Data Architecture - Data Modelling Approaches



Data modeling is an important part of data architecture. It means making a plan for how data will be organized, stored, and used in a system. This chapter looks at different ways to model data, helping you learn how to create useful data models for your organization.

Table of Content

In this chapter, we will cover the following topics related to data modeling:

What is Data Modeling?

Data modeling is an important technique for designing databases. It includes figuring out what data needs to be stored and organizing it into tables and columns to show how different pieces of data relate to each other. This structure can be applied to different types of databases, including relational and NoSQL.

Relational Modeling

Relational modeling was introduced by Edgar F. Codd in 1970. It organizes data into tables(relations), where each table contains rows for records and columns for attributes. This method uses keys to show how tables are related to each other, helping to maintain data accuracy and making it easier to retrieve information.

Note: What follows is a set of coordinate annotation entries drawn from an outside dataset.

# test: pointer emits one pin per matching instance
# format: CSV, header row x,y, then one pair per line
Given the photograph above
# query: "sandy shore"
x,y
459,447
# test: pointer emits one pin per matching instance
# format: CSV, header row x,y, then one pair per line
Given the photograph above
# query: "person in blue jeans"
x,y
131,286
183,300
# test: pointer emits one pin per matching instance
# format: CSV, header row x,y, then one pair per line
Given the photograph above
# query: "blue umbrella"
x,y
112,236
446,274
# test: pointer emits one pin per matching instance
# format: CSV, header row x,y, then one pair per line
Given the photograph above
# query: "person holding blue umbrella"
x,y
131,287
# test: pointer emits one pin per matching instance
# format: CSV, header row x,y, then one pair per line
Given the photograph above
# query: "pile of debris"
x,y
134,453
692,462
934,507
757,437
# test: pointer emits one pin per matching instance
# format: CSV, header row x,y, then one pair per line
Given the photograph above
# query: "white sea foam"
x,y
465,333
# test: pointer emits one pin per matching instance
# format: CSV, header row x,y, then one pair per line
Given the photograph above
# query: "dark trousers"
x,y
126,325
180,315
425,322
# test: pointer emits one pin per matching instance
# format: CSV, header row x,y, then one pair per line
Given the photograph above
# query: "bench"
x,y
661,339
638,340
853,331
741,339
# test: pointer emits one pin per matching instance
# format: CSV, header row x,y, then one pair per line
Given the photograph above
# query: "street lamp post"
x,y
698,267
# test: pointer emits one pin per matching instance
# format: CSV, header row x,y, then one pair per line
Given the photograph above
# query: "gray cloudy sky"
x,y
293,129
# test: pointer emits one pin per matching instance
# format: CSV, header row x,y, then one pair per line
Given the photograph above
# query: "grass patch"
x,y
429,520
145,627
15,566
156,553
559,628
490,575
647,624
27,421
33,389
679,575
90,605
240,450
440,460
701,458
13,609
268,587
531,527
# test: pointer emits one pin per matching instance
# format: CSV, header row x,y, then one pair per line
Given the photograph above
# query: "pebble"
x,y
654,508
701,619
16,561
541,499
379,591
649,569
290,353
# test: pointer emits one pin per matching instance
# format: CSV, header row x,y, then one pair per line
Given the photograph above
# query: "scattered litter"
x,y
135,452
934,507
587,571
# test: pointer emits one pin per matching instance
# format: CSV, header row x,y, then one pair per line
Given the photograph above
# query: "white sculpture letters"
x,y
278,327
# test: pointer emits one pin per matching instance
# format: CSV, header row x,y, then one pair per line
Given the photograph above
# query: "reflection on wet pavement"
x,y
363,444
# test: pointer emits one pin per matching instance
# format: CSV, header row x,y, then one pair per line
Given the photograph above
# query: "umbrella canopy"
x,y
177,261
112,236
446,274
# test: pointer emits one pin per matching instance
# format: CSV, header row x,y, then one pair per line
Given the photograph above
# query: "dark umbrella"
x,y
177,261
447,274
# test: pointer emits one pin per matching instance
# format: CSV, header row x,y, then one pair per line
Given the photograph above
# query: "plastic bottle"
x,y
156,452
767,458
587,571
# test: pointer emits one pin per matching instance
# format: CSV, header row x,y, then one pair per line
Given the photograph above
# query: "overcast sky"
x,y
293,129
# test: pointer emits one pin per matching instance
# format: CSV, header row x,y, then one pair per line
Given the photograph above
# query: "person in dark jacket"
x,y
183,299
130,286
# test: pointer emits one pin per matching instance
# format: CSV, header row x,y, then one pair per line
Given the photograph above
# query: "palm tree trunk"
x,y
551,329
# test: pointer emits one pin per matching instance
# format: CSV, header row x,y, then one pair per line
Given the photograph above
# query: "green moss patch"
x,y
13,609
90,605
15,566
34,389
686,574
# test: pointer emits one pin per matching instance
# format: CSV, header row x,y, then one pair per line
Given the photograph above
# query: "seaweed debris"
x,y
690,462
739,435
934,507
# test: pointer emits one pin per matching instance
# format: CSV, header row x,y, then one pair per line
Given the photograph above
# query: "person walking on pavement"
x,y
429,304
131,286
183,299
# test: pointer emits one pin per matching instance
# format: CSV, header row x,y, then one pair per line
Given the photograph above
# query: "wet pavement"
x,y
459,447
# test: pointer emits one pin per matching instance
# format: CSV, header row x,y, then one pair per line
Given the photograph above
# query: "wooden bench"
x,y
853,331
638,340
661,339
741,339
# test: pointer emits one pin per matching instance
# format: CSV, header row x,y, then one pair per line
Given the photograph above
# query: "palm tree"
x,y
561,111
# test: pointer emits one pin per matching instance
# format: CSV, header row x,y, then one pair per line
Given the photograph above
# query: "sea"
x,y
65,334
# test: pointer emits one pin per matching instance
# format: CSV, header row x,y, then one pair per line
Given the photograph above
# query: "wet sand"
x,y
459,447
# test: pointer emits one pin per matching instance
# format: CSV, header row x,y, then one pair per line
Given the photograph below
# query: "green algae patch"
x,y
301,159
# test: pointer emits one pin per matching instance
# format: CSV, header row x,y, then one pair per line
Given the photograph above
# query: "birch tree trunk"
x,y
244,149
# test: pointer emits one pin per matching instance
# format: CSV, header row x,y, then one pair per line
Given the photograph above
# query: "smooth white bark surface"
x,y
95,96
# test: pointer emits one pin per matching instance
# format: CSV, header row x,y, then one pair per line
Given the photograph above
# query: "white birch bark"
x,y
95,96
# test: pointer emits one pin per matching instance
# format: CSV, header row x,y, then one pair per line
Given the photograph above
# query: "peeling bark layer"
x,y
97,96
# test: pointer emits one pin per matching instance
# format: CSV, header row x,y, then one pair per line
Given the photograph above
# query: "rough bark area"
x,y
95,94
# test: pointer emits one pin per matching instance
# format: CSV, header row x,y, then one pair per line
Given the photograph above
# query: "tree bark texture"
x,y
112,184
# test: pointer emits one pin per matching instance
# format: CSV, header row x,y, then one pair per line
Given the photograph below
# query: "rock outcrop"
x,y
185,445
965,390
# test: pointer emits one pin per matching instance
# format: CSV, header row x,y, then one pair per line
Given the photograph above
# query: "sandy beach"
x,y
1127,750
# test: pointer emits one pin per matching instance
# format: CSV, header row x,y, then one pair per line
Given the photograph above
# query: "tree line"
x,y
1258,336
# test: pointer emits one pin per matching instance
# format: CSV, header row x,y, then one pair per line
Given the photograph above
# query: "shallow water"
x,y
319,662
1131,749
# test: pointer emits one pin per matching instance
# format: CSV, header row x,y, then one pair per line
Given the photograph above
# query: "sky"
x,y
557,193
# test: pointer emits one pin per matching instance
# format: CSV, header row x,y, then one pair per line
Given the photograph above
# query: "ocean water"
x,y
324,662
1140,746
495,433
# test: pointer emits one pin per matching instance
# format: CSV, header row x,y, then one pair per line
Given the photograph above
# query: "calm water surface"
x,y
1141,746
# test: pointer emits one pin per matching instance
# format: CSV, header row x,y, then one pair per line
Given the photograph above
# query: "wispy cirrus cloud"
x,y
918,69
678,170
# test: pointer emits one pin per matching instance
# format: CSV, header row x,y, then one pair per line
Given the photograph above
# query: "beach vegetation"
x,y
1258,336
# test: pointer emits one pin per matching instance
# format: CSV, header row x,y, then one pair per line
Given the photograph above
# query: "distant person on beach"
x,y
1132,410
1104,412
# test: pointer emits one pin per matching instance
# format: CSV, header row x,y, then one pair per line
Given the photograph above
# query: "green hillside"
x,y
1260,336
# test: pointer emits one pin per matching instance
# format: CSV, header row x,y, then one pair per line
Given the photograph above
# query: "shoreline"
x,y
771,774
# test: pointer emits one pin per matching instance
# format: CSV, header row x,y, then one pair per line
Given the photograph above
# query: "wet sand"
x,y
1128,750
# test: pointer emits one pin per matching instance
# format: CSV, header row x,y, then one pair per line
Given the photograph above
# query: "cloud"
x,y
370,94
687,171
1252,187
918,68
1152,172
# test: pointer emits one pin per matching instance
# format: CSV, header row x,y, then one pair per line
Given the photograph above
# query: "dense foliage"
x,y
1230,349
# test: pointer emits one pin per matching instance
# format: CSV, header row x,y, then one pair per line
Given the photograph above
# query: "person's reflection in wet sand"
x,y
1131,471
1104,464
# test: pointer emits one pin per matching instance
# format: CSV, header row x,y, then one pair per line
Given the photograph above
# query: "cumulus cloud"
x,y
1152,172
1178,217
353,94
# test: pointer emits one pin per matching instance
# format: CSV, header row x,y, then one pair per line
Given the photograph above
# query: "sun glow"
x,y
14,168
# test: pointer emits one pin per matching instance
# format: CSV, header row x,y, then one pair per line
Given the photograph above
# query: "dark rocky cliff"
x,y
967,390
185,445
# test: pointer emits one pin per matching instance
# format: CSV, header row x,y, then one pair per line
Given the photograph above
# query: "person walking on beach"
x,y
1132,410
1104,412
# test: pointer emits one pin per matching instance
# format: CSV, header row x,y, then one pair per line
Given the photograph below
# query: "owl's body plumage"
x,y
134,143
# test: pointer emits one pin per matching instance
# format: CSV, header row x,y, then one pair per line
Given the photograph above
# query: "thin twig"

Keys in Relational Modeling

In relational modeling, keys are important for keeping the database organized and accurate. They help in identifying each record uniquely and show how different tables are connected. Here are some key types.

  • Primary Key: This is a unique identifier for each record in a table, like StudentID in a Students table.
  • Foreign Key: A foreign key is a column in one table that links to the primary key in another table, creating a relationship. For example, ProductKey in a sales table connects to a product in a products table.
  • Natural Key: A unique field that already exists and is used as a primary key, like a Social Security number(a government-issued number that identifies individuals).

Entity-Relationship Diagrams

You usually start relational modeling with an entity-relationship (ER) diagram. This diagram shows the different parts of the database (entities) and how they are connected (relationships). After finishing the ER diagram, you can create a more detailed model that includes the actual tables and columns of the database.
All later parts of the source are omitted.